Uit de praktijk blijkt dat gezien de fase waarin de initiatiefnota zich momenteel bevindt, het vooralsnog te vroeg is om op de op de nota te anticiperen. De uitspraak van het Hof ’s- Hertogenbosch op 15 januari 2015 is hier doorslaggevend in geweest. 73

                                                                                                               

6.2 Aanbevelingen

Naar aanleiding van het onderzoek naar de mogelijkheden om binnen de huidige wet- en regelgeving een (ver)korte alimentatieduur te verzoeken, evenals de mogelijkheid om te anticiperen op de initiatiefnota Partneralimentatie, wil ik graag enkele

aanbevelingen doen aan Vierschaar Advocatuur te Groningen.

v Wanneer het verzoek van de cliënt specifiek een (ver)korte alimentatieduur bedraagt, dient er een verzoek om limitering worden ingediend. Houd bij een verzoek om limitering rekening met de zware stel- en bewijslast.

v Wanneer de cliënt specifiek om een (ver)korte alimentatieduur verzoekt maar de stel- en bewijsplicht van limitering onhaalbaar lijkt, dien dan primair een verzoek tot limitering in een secundair een verzoek tot nihil stelling.

v Wanneer het verzoek van cliënt om (ver)korte alimentatieduur gebaseerd is op

gewijzigde omstandigheden die van tijdelijke aard lijken te zijn, dien dan een verzoek om nihil stelling.

v Dien tevens een verzoek tot nihil stelling in wanneer de cliënt bereid blijkt te zijn om (tijdelijk) het bedrag van de alimentatie op nihil te laten zetten, in plaats van een definitief einde aan de alimentatie te maken.

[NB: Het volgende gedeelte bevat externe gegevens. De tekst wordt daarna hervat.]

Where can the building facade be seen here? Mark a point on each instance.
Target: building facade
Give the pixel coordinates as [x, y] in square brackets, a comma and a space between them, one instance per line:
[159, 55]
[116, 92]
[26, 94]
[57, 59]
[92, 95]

v Anticiperen op de initiatiefnota partneralimentatie van Tweede Kamerleden Van der Steur, Recourt en Berndsen wordt afgeraden gezien de fase waarin de initiatiefnota zich momenteel nog bevindt.

In bijlage 4 staan factoren weergegeven die van invloed zijn op zowel een verzoek om

limitering als een verzoek om nihil stelling. Deze factoren kunnen geraadpleegd worden voor een dergelijk verzoek wordt ingediend.